About
PAWS (Protection Assistant for Wildlife Security) is an AI-driven conservation tool built by Harvard University's Teamcore research group in collaboration with the Uganda Wildlife Authority, Wildlife Conservation Society, and the World Wide Fund for Nature. The system ingests historical poaching records and geographic data about protected areas to train machine learning models that predict where illegal activity is most likely to occur. Based on these predictions, PAWS generates poaching risk maps and recommends patrol routes that enable rangers to deploy more strategically and effectively. In its first field deployment at Cambodia's Srepok Wildlife Sanctuary in December 2018, rangers following PAWS-suggested patrol routes removed over 1,000 snares in a single month — more than double the previous rate — along with 42 chainsaws, 24 motorbikes, and one truck. PAWS is being integrated with SMART, a conservation management platform used in 800+ national parks worldwide and backed by nine leading NGOs including WWF and Wildlife Conservation Society, in partnership with Microsoft AI for Earth. To support under-resourced parks with limited historical records, PAWS can augment data using remote sensing imagery. Ongoing research extends the system with robust reinforcement learning under minimax regret, enabling resilient patrol planning even under uncertainty about adversary behavior. PAWS is primarily aimed at conservation organizations, park administrators, wildlife rangers, and academic researchers working on green security problems.
Key Features
- Poaching Risk Prediction: Uses machine learning trained on historical poaching records and geographic data to predict where and when illegal activity is most likely to occur.

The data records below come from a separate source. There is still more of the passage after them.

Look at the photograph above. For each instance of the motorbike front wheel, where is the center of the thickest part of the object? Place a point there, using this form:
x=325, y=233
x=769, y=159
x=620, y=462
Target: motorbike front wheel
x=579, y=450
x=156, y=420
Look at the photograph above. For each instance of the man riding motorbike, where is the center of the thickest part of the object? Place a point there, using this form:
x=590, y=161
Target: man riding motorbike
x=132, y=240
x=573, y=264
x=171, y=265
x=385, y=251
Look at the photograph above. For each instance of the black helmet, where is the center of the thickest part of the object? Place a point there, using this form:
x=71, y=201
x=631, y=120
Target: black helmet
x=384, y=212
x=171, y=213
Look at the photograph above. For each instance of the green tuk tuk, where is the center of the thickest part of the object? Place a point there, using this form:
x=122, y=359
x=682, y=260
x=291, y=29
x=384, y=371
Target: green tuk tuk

- Optimized Patrol Route Generation: Generates strategic patrol route recommendations for rangers based on predicted risk areas, enabling more effective deployment of limited resources.
- SMART Software Integration: Integrates with SMART, a conservation management platform used in 800+ national parks globally, enabling broad deployment of PAWS predictive models.
- Remote Sensing Data Augmentation: Incorporates satellite and remote sensing imagery to support under-resourced parks that lack extensive historical poaching records.
- Robust Patrol Planning Under Uncertainty: Applies minimax regret reinforcement learning to handle uncertainty in adversary behavior, producing more resilient patrol strategies.
Use Cases
- Conservation managers use PAWS to identify high-risk poaching zones and deploy rangers more strategically across large protected areas.
- Wildlife rangers use PAWS-generated patrol routes to maximize snare detection and removal during routine field operations.
- Park administrators integrate PAWS with SMART software to centralize conservation planning, reporting, and patrol coordination.
- Research institutions use PAWS's reinforcement learning framework to study and develop robust patrol strategies under uncertain adversary behavior.
- Under-resourced conservation organizations use PAWS with remote sensing data to launch AI-driven anti-poaching programs even with limited historical records.
Pros
- Proven Real-World Impact: Field tests in Cambodia showed rangers doubled snare removals in the first month, demonstrating clear, measurable effectiveness.
- Global Scale via SMART Integration: Integration with SMART conservation software enables deployment across 800+ protected areas worldwide with minimal adoption friction.
- Backed by Leading Conservation Organizations: Developed with WWF, Wildlife Conservation Society, and Uganda Wildlife Authority, ensuring strong domain expertise is embedded in the system.
- Supports Under-Resourced Parks: Remote sensing augmentation means even parks with limited historical data can benefit from AI-driven patrol optimization.
Cons
- Relies on Historical Poaching Data: Machine learning models are most effective with robust historical records, which may be scarce for newly established or data-poor reserves.
- Academic Research Tool: PAWS is a research project rather than a commercial product, which may limit documentation, user support, and ease of adoption for non-technical staff.
- Limited Self-Serve Access: Deployment is primarily managed through institutional partnerships, making it difficult for independent conservation groups to adopt without formal collaboration.
Frequently Asked Questions
PAWS (Protection Assistant for Wildlife Security) is an AI-powered anti-poaching tool developed by Harvard University's Teamcore research lab in collaboration with the Uganda Wildlife Authority, Wildlife Conservation Society, and the World Wide Fund for Nature.
PAWS uses machine learning algorithms trained on historical poaching records and geographic data about protected areas to model poacher behavior patterns. It then generates risk maps highlighting zones with the highest probability of illegal activity.
Yes. The first field test was conducted in December 2018 at Srepok Wildlife Sanctuary in Cambodia. In the first month, rangers using PAWS patrol suggestions removed over 1,000 snares — more than double the prior rate — plus 42 chainsaws, 24 motorbikes, and one truck.
PAWS is being integrated with SMART, a widely used conservation management platform deployed in 800+ protected areas globally. This integration, developed with Microsoft AI for Earth, allows PAWS predictions to plug directly into existing ranger planning workflows.
PAWS can supplement limited historical records with remote sensing satellite imagery, allowing under-resourced parks to still benefit from AI-driven patrol planning even without extensive prior data.